Si, comme l’écrit Gérard de Cortanze, « l’écriture [chez Philippe Sollers] est née d’une dissidence », l’œuvre sollersienne, dans son ensemble, peut être considérée comme le combat d’un homme soucieux de conserver sa singularité et sa liberté. Philippe Sollers le déclare sans ambages : « Tout individu est désormais en guerre contre l’ensemble, quel qu’il soit, dans lequel il se trouve pris. Il ne peut compter rigoureusement que sur lui-même ». La fondation de la revue Tel Quel, en 1960, témoigne d’une volonté de rompre avec le conformisme et le conservatisme qu’incarnent notamment l’Académie française et les universités. Inlassablement, entouré de quelques amis, il défend et réhabilite Antonin Artaud, Georges Bataille, Louis-Ferdinand Céline, Francis Ponge alors même que ces écrivains sont à peu près totalement ignorés en France. L’aventure de Tel Quel cessera avec le passage de Philippe Sollers chez Gallimard, au début des années quatre-vingt.

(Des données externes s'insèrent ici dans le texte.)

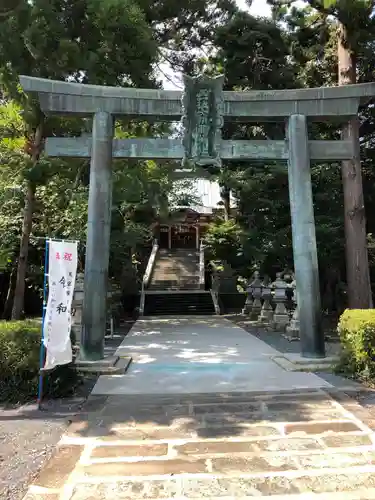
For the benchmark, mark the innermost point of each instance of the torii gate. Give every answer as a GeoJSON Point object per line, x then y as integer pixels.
{"type": "Point", "coordinates": [203, 106]}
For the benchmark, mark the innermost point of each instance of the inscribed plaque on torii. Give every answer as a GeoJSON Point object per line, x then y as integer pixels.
{"type": "Point", "coordinates": [202, 120]}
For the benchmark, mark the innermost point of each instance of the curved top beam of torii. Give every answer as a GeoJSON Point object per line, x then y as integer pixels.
{"type": "Point", "coordinates": [321, 103]}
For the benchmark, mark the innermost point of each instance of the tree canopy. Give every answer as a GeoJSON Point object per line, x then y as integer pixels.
{"type": "Point", "coordinates": [125, 43]}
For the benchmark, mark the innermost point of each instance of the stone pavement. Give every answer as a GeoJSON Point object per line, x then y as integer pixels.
{"type": "Point", "coordinates": [301, 444]}
{"type": "Point", "coordinates": [305, 441]}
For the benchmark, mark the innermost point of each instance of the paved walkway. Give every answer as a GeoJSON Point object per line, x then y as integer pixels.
{"type": "Point", "coordinates": [302, 441]}
{"type": "Point", "coordinates": [190, 355]}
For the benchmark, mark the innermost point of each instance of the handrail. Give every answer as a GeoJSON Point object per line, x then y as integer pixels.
{"type": "Point", "coordinates": [150, 264]}
{"type": "Point", "coordinates": [147, 275]}
{"type": "Point", "coordinates": [215, 292]}
{"type": "Point", "coordinates": [201, 267]}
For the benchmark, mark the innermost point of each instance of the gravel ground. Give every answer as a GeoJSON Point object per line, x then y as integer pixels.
{"type": "Point", "coordinates": [277, 340]}
{"type": "Point", "coordinates": [28, 436]}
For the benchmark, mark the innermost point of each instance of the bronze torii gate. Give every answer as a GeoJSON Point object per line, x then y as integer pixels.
{"type": "Point", "coordinates": [203, 107]}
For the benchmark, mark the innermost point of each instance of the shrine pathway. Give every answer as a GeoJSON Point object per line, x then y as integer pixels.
{"type": "Point", "coordinates": [200, 436]}
{"type": "Point", "coordinates": [188, 355]}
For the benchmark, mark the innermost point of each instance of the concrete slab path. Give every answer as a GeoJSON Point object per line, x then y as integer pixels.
{"type": "Point", "coordinates": [293, 443]}
{"type": "Point", "coordinates": [187, 355]}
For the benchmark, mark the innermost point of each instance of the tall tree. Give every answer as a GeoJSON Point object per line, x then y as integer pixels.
{"type": "Point", "coordinates": [349, 23]}
{"type": "Point", "coordinates": [92, 41]}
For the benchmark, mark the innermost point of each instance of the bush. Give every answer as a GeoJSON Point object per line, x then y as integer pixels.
{"type": "Point", "coordinates": [357, 334]}
{"type": "Point", "coordinates": [19, 365]}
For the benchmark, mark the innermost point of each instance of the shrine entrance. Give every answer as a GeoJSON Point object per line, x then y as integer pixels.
{"type": "Point", "coordinates": [203, 108]}
{"type": "Point", "coordinates": [185, 236]}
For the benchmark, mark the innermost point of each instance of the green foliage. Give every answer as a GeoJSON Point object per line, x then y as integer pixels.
{"type": "Point", "coordinates": [223, 239]}
{"type": "Point", "coordinates": [19, 364]}
{"type": "Point", "coordinates": [357, 335]}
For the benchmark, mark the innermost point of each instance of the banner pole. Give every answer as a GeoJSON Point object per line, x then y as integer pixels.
{"type": "Point", "coordinates": [42, 347]}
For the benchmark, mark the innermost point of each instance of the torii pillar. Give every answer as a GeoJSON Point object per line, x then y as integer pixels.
{"type": "Point", "coordinates": [94, 314]}
{"type": "Point", "coordinates": [304, 239]}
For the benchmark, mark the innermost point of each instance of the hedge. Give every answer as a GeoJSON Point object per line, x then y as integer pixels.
{"type": "Point", "coordinates": [356, 329]}
{"type": "Point", "coordinates": [19, 364]}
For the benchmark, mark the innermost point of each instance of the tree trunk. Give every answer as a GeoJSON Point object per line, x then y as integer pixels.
{"type": "Point", "coordinates": [357, 265]}
{"type": "Point", "coordinates": [7, 313]}
{"type": "Point", "coordinates": [19, 294]}
{"type": "Point", "coordinates": [225, 198]}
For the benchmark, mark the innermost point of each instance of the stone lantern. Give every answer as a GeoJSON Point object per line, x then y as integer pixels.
{"type": "Point", "coordinates": [266, 314]}
{"type": "Point", "coordinates": [281, 317]}
{"type": "Point", "coordinates": [249, 301]}
{"type": "Point", "coordinates": [257, 295]}
{"type": "Point", "coordinates": [293, 328]}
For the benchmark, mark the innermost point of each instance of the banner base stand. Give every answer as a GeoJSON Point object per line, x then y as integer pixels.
{"type": "Point", "coordinates": [112, 365]}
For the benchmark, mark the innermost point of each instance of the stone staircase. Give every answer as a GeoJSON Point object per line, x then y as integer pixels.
{"type": "Point", "coordinates": [177, 303]}
{"type": "Point", "coordinates": [174, 287]}
{"type": "Point", "coordinates": [176, 270]}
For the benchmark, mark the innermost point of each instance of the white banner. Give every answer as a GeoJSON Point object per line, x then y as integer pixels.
{"type": "Point", "coordinates": [62, 272]}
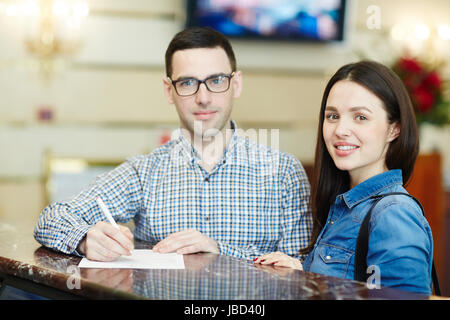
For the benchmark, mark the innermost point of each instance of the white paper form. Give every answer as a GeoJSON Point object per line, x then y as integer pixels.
{"type": "Point", "coordinates": [139, 259]}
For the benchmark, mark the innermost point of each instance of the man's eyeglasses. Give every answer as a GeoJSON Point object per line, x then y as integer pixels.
{"type": "Point", "coordinates": [189, 86]}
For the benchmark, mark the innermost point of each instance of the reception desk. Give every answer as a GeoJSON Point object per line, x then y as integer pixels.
{"type": "Point", "coordinates": [26, 265]}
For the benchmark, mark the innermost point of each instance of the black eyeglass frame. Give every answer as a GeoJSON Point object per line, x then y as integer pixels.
{"type": "Point", "coordinates": [199, 82]}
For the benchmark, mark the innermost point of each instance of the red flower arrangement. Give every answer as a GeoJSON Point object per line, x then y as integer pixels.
{"type": "Point", "coordinates": [425, 87]}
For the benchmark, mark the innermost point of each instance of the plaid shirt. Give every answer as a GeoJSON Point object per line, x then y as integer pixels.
{"type": "Point", "coordinates": [253, 202]}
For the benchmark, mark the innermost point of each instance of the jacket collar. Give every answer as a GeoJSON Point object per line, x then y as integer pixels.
{"type": "Point", "coordinates": [372, 186]}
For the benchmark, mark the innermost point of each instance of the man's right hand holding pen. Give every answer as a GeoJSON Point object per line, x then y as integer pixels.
{"type": "Point", "coordinates": [104, 242]}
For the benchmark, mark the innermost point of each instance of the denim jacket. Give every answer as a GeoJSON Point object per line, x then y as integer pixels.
{"type": "Point", "coordinates": [400, 240]}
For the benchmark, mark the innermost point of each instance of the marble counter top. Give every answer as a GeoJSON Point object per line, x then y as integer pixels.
{"type": "Point", "coordinates": [206, 276]}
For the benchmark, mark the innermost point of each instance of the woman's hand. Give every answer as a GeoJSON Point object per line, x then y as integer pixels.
{"type": "Point", "coordinates": [279, 259]}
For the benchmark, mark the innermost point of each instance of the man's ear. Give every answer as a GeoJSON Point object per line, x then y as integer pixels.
{"type": "Point", "coordinates": [168, 90]}
{"type": "Point", "coordinates": [237, 84]}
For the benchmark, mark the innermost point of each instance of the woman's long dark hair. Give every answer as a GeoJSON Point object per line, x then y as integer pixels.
{"type": "Point", "coordinates": [328, 181]}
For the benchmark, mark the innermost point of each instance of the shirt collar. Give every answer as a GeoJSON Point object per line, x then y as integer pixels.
{"type": "Point", "coordinates": [372, 186]}
{"type": "Point", "coordinates": [192, 155]}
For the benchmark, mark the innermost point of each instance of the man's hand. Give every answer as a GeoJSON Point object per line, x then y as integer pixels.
{"type": "Point", "coordinates": [103, 242]}
{"type": "Point", "coordinates": [185, 242]}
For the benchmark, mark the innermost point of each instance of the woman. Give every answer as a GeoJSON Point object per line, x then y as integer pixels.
{"type": "Point", "coordinates": [367, 144]}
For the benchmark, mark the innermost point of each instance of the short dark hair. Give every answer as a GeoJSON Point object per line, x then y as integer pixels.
{"type": "Point", "coordinates": [328, 181]}
{"type": "Point", "coordinates": [198, 37]}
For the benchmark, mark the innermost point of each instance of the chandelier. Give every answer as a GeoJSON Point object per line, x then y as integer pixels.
{"type": "Point", "coordinates": [51, 27]}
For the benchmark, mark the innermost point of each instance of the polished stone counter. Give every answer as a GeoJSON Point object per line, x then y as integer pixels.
{"type": "Point", "coordinates": [27, 265]}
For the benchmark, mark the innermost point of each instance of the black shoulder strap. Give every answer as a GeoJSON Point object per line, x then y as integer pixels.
{"type": "Point", "coordinates": [362, 244]}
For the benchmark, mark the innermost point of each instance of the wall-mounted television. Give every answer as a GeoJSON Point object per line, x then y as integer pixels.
{"type": "Point", "coordinates": [299, 20]}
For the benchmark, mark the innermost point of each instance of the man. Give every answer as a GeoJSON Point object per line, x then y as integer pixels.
{"type": "Point", "coordinates": [207, 190]}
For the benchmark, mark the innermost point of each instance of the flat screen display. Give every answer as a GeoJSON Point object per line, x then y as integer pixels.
{"type": "Point", "coordinates": [301, 20]}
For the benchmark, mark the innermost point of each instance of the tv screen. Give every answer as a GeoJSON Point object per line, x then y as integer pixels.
{"type": "Point", "coordinates": [303, 20]}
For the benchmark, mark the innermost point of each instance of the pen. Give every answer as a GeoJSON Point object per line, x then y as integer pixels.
{"type": "Point", "coordinates": [106, 212]}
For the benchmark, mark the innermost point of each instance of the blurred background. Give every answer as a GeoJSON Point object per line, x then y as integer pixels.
{"type": "Point", "coordinates": [81, 84]}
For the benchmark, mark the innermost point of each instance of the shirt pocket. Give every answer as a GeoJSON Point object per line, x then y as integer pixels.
{"type": "Point", "coordinates": [335, 260]}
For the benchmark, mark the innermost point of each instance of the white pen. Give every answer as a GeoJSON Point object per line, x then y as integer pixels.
{"type": "Point", "coordinates": [106, 212]}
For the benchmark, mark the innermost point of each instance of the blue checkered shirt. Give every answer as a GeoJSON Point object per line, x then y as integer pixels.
{"type": "Point", "coordinates": [253, 202]}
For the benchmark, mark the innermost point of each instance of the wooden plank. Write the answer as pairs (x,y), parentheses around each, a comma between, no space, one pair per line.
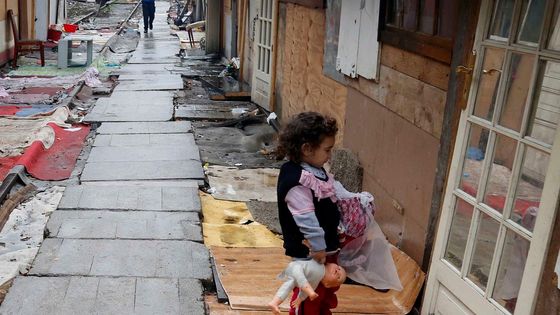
(417,66)
(220,292)
(432,47)
(314,4)
(249,279)
(455,102)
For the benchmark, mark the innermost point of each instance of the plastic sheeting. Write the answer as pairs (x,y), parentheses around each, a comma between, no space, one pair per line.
(55,162)
(18,133)
(367,260)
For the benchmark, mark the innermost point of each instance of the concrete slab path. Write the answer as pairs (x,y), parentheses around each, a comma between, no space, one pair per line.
(128,239)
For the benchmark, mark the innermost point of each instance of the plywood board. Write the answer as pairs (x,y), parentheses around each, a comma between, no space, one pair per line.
(249,278)
(422,68)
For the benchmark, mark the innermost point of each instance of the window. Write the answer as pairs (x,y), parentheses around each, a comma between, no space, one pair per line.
(358,48)
(425,27)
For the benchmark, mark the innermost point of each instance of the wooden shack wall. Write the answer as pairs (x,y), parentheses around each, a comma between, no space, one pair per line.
(393,125)
(303,85)
(6,38)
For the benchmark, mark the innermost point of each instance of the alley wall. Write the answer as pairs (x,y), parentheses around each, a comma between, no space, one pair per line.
(393,125)
(6,37)
(304,87)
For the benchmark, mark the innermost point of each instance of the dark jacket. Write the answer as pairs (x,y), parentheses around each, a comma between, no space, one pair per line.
(326,212)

Certains reprochent précisément à Philippe Sollers d’être un inconstant, voire un vil opportuniste. Celui-ci leur répond: « Sollers est quelqu’un que j’utilise, que je peux instrumentaliser. […] Plus il y a de Sollers, mieux ça vaut. Dans l’exercice du dédoublement productif, le plus fort étant évidemment de se faire passer pour soi ». Aujourd’hui, le meilleur moyen d’échapper à l’emprise de la société du spectacle n’est pas de se tenir à l’écart, mais bien de multiplier les images de soi. Ainsi, l’auteur de Femmes se plaît à apparaître là où on ne l’attend pas. Il avance masqué. L’élaboration de ce que Gérard de Cortanze appelle une « mytho-biographie » procède de ce désir de faire de sa vie une œuvre : « La vie est un roman, aussi vaut-il mieux la mener comme si l’on était un personnage au milieu de personnages de romans qui n’en ont absolument pas conscience ».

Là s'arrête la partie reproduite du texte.